Cocaine Blunts gets meta, criticizes goldrush/flavor of the month blogging, and notes the viral marketing aspect of so much rap blogging. From the blog:
Despite often being branded with the term “tastemaker,†most rap bloggers (and most music writers by and large) have no taste. [1] And I don’t mean they have bad taste. That would be the least of their problems. I mean no taste. Their relationship with rap music is solely about finding what’s hot (the tastes of others) and either reinforcing it or tearing it down. Taste is not a binary decision. I want to read writing from people who are actively going out of their way to find rap music that they aren’t yet familiar with. And when they do find it, I want them to gut that shit and wear it’s skin like a new fur coat. Literarily, of course.
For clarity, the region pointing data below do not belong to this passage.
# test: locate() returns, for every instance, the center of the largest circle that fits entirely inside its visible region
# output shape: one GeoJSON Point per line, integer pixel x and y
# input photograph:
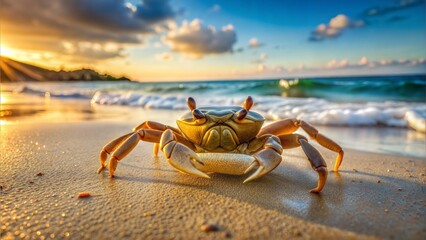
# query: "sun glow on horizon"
{"type": "Point", "coordinates": [5, 51]}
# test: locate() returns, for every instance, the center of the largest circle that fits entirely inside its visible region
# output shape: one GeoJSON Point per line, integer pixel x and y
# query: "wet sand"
{"type": "Point", "coordinates": [374, 195]}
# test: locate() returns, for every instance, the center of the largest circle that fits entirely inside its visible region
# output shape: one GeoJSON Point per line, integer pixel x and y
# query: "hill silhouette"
{"type": "Point", "coordinates": [14, 71]}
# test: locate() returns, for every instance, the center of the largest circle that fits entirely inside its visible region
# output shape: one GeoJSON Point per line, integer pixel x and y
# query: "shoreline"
{"type": "Point", "coordinates": [20, 108]}
{"type": "Point", "coordinates": [374, 195]}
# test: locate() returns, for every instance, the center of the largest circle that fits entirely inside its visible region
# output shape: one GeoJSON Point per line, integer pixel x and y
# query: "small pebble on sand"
{"type": "Point", "coordinates": [83, 195]}
{"type": "Point", "coordinates": [209, 227]}
{"type": "Point", "coordinates": [227, 234]}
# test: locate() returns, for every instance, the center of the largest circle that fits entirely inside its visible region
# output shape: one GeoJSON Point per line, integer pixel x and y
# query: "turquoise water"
{"type": "Point", "coordinates": [406, 88]}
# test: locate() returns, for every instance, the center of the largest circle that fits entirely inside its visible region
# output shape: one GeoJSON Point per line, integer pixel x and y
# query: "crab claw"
{"type": "Point", "coordinates": [267, 159]}
{"type": "Point", "coordinates": [180, 156]}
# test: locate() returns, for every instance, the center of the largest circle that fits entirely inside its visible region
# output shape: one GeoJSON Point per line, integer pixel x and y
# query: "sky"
{"type": "Point", "coordinates": [170, 40]}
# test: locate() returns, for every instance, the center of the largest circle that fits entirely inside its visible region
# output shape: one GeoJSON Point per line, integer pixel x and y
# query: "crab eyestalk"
{"type": "Point", "coordinates": [197, 114]}
{"type": "Point", "coordinates": [191, 103]}
{"type": "Point", "coordinates": [248, 103]}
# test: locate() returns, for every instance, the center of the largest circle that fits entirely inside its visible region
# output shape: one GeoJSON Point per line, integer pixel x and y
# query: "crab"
{"type": "Point", "coordinates": [227, 140]}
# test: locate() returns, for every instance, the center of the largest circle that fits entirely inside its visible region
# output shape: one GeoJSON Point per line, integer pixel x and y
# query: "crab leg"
{"type": "Point", "coordinates": [179, 155]}
{"type": "Point", "coordinates": [110, 147]}
{"type": "Point", "coordinates": [288, 126]}
{"type": "Point", "coordinates": [114, 144]}
{"type": "Point", "coordinates": [155, 126]}
{"type": "Point", "coordinates": [127, 146]}
{"type": "Point", "coordinates": [316, 160]}
{"type": "Point", "coordinates": [267, 157]}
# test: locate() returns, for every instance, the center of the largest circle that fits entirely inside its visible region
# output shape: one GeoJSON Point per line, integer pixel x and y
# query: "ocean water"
{"type": "Point", "coordinates": [395, 101]}
{"type": "Point", "coordinates": [378, 114]}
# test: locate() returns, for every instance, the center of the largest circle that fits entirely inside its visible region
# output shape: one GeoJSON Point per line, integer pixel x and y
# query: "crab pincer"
{"type": "Point", "coordinates": [180, 156]}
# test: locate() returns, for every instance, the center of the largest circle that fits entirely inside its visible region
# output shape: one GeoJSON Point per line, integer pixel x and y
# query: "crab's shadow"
{"type": "Point", "coordinates": [286, 189]}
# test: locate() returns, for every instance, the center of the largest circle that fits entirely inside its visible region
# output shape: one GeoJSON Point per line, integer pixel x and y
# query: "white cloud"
{"type": "Point", "coordinates": [195, 39]}
{"type": "Point", "coordinates": [165, 56]}
{"type": "Point", "coordinates": [339, 22]}
{"type": "Point", "coordinates": [334, 28]}
{"type": "Point", "coordinates": [363, 61]}
{"type": "Point", "coordinates": [254, 43]}
{"type": "Point", "coordinates": [215, 8]}
{"type": "Point", "coordinates": [263, 56]}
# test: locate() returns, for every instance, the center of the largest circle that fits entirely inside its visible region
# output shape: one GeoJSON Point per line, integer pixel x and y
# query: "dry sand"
{"type": "Point", "coordinates": [374, 195]}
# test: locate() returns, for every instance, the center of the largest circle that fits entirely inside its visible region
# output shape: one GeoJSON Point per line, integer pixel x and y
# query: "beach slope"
{"type": "Point", "coordinates": [46, 165]}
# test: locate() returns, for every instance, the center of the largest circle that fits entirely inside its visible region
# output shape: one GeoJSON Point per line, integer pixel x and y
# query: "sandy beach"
{"type": "Point", "coordinates": [45, 165]}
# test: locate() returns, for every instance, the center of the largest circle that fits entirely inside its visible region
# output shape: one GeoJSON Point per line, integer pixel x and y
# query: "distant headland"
{"type": "Point", "coordinates": [14, 71]}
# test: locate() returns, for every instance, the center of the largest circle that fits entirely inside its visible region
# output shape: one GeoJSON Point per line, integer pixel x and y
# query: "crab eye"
{"type": "Point", "coordinates": [197, 114]}
{"type": "Point", "coordinates": [248, 103]}
{"type": "Point", "coordinates": [191, 103]}
{"type": "Point", "coordinates": [241, 114]}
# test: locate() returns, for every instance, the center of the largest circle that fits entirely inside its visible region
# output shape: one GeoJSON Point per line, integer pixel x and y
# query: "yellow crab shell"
{"type": "Point", "coordinates": [220, 130]}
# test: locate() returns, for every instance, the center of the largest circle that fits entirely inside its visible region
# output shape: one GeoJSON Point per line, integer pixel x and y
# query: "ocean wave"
{"type": "Point", "coordinates": [313, 110]}
{"type": "Point", "coordinates": [63, 94]}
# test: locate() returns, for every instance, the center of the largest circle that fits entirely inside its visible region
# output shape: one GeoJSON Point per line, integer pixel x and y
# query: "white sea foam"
{"type": "Point", "coordinates": [313, 110]}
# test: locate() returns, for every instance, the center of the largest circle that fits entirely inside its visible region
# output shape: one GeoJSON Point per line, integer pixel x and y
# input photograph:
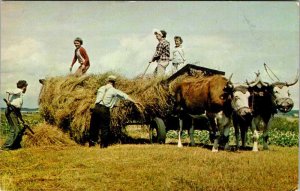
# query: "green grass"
{"type": "Point", "coordinates": [148, 167]}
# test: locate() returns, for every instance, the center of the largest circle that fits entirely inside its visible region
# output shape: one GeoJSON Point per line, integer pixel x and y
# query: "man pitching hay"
{"type": "Point", "coordinates": [82, 57]}
{"type": "Point", "coordinates": [14, 116]}
{"type": "Point", "coordinates": [107, 96]}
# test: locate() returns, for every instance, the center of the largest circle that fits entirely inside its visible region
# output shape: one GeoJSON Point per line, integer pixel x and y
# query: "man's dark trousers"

I think a lot of indie types went through something similar during the late stages of the rockism debate. Most critics interpreted popism as an excuse to celebrate a lot of garbage artists, rather than to celebrate what was good about them and trash the rest. When I read critics who struggled to accept, or wholeheartedly rejected popism, I find that their reviews still hedge a bit: the poptomist school was to rock criticism what the Gang of Four was to the Cultural Revolution.
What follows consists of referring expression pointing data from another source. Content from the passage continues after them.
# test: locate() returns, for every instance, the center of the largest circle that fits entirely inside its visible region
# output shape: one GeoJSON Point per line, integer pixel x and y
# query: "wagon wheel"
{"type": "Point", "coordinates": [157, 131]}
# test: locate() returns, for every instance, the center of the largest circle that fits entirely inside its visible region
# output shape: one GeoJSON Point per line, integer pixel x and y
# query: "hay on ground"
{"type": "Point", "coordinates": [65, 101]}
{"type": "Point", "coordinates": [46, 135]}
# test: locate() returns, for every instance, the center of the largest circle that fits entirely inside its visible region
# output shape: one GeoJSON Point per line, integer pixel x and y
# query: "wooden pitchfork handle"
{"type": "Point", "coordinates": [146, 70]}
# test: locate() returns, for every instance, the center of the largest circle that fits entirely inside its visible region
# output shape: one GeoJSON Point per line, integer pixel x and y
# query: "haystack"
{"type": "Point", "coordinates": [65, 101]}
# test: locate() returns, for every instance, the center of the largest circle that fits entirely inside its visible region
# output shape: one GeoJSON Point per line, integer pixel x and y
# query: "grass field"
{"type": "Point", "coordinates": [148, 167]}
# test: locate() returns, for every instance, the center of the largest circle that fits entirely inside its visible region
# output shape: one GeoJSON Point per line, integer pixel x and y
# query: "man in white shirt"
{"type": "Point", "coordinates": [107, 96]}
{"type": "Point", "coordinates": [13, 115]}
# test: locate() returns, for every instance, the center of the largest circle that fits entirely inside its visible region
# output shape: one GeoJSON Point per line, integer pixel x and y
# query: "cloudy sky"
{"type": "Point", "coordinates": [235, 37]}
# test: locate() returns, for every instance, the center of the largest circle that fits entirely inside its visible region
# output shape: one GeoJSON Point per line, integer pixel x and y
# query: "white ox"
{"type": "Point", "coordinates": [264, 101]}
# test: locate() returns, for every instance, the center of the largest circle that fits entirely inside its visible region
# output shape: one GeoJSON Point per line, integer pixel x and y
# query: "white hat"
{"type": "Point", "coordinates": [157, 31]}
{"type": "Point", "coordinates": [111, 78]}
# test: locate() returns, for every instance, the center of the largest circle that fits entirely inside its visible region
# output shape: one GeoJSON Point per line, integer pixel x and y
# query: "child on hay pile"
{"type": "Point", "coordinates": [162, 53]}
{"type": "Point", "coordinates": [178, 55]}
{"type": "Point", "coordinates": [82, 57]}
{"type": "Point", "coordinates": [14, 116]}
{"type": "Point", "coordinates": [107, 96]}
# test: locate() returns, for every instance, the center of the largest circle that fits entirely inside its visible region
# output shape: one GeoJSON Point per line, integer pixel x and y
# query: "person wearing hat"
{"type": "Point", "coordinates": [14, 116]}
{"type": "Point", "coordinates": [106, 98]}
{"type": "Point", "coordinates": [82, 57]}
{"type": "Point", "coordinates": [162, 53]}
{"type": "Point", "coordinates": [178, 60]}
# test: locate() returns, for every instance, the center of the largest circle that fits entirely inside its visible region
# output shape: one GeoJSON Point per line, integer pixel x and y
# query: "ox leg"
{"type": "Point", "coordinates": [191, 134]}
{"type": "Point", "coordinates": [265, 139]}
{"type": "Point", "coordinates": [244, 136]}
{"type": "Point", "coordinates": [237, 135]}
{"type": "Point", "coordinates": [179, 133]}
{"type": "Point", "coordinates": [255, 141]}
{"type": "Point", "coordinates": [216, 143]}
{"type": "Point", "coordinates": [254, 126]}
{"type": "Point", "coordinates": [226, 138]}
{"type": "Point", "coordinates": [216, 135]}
As for the pullquote above, it’s difficult to listen to music in the way Cocaine Blunts wants us to. Music criticism demands new material all the time, new pitches, new angles, new artists and genres. It’s the Great Nothing come to sweep clean the face of the Earth. With so many hungry writers out there, whether they’re freelance or bloggers, it’s hard to keep up with the Joneses. There’s not always the luxury of living in a record before you review it. Trust me, I miss listening to music that way. But keep in mind: the more you listen to music, the easier it is to tell whether you like it or not, regardless of intense publicists and elbo.ws hype.
[As I finished this up I’m giving Dan Deacon’s Spiderman of the Rings a listen. This is what a day on noise board looks like in terms of hype cycle. Music — it’s a love/hate game any way you play it.]